Dr. Hoffman looks at what it takes to have a competent, successful staff when you own your own practice.

We all have employees at our offices. Some of the people assist us in the clinical practice of medicine, while the rest are for the clerical and administrative side of the practice, including billing, scheduling, referrals, pre-authorizations, and records. Some practices have one or two workers, while others have many.

To run an office you need smooth interaction between the staff at all times. The staff must be friendly and competent, in the way the office needs to be run to maximize patient care and revenue and minimize conflict and problems. People have different personalities. Some employees are very competent at their job but just cannot interact properly with other staff or patients.
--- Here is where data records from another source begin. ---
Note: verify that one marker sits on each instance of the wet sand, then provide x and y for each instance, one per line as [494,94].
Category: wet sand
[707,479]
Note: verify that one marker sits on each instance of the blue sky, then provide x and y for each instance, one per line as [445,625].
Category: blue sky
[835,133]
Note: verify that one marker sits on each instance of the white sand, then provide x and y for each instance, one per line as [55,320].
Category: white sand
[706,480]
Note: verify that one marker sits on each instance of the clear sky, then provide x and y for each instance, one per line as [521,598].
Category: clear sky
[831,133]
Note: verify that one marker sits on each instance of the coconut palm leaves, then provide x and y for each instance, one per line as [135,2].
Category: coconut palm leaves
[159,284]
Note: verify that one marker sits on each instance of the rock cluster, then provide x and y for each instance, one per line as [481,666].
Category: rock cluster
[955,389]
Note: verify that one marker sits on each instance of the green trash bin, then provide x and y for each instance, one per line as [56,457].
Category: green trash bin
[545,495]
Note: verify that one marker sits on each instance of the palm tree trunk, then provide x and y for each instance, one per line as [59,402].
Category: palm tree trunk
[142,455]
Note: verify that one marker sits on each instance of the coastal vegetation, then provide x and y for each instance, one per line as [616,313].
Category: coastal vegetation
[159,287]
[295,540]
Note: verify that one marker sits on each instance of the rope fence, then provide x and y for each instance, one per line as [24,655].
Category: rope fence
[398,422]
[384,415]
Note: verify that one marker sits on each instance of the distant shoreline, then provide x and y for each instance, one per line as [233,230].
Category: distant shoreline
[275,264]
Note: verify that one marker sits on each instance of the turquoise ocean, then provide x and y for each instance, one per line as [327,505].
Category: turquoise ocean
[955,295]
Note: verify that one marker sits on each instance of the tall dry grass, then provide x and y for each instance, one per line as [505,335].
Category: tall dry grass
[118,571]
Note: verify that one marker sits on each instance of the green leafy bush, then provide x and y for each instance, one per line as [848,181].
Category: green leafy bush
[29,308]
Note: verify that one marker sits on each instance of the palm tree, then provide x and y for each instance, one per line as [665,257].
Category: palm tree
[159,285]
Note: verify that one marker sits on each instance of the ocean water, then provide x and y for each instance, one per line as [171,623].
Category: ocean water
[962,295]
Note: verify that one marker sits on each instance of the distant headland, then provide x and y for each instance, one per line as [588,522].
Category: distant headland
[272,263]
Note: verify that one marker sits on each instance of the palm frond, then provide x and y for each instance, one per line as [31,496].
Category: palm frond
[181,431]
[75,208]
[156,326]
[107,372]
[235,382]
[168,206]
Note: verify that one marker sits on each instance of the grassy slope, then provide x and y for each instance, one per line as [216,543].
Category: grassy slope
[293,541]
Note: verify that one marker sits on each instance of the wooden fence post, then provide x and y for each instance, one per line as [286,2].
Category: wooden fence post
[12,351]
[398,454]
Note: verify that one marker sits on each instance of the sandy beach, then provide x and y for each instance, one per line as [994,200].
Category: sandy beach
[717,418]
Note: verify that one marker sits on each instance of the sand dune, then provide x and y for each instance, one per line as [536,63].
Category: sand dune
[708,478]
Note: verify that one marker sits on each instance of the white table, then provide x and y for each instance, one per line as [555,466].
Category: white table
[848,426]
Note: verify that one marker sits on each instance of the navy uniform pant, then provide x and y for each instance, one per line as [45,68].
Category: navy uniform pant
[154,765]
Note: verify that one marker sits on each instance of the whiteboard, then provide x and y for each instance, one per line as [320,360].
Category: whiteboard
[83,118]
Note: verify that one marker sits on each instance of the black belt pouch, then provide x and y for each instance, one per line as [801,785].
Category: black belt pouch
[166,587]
Others are great with the patients and other staff but do a poor job otherwise. Some excel at both.

My office manager has been with me for 30 years. Over that period we have seen a lot of employees come and go. Since I have been in practice four employees have passed away; many married, and others have found other jobs and left. Surprisingly some of those same employees came back to work here after they found out how they were treated elsewhere.

At times it has been necessary to terminate people for poor job performance and at least three I had arrested for calling in controlled substances for themselves or friends without authorization. Through it all we have done our best to teach the employees what is needed to run the office. In return they receive a salary, life, health, and disability insurance. I also completely fund their retirement plan at no cost to them.

No employee has ever been terminated without myself and my manager in complete agreement that there is no other option. I want long-term people, not a revolving door of workers. Owning my office gives me complete control of the staff and ability to that whatever steps are necessary to correct problems immediately. A physician employee has no immediate control over his own office staff as everyone in the office is employed by a third party. Conflicts and problems cannot be handled by the physician and that leads to poor outcomes and less patient satisfaction.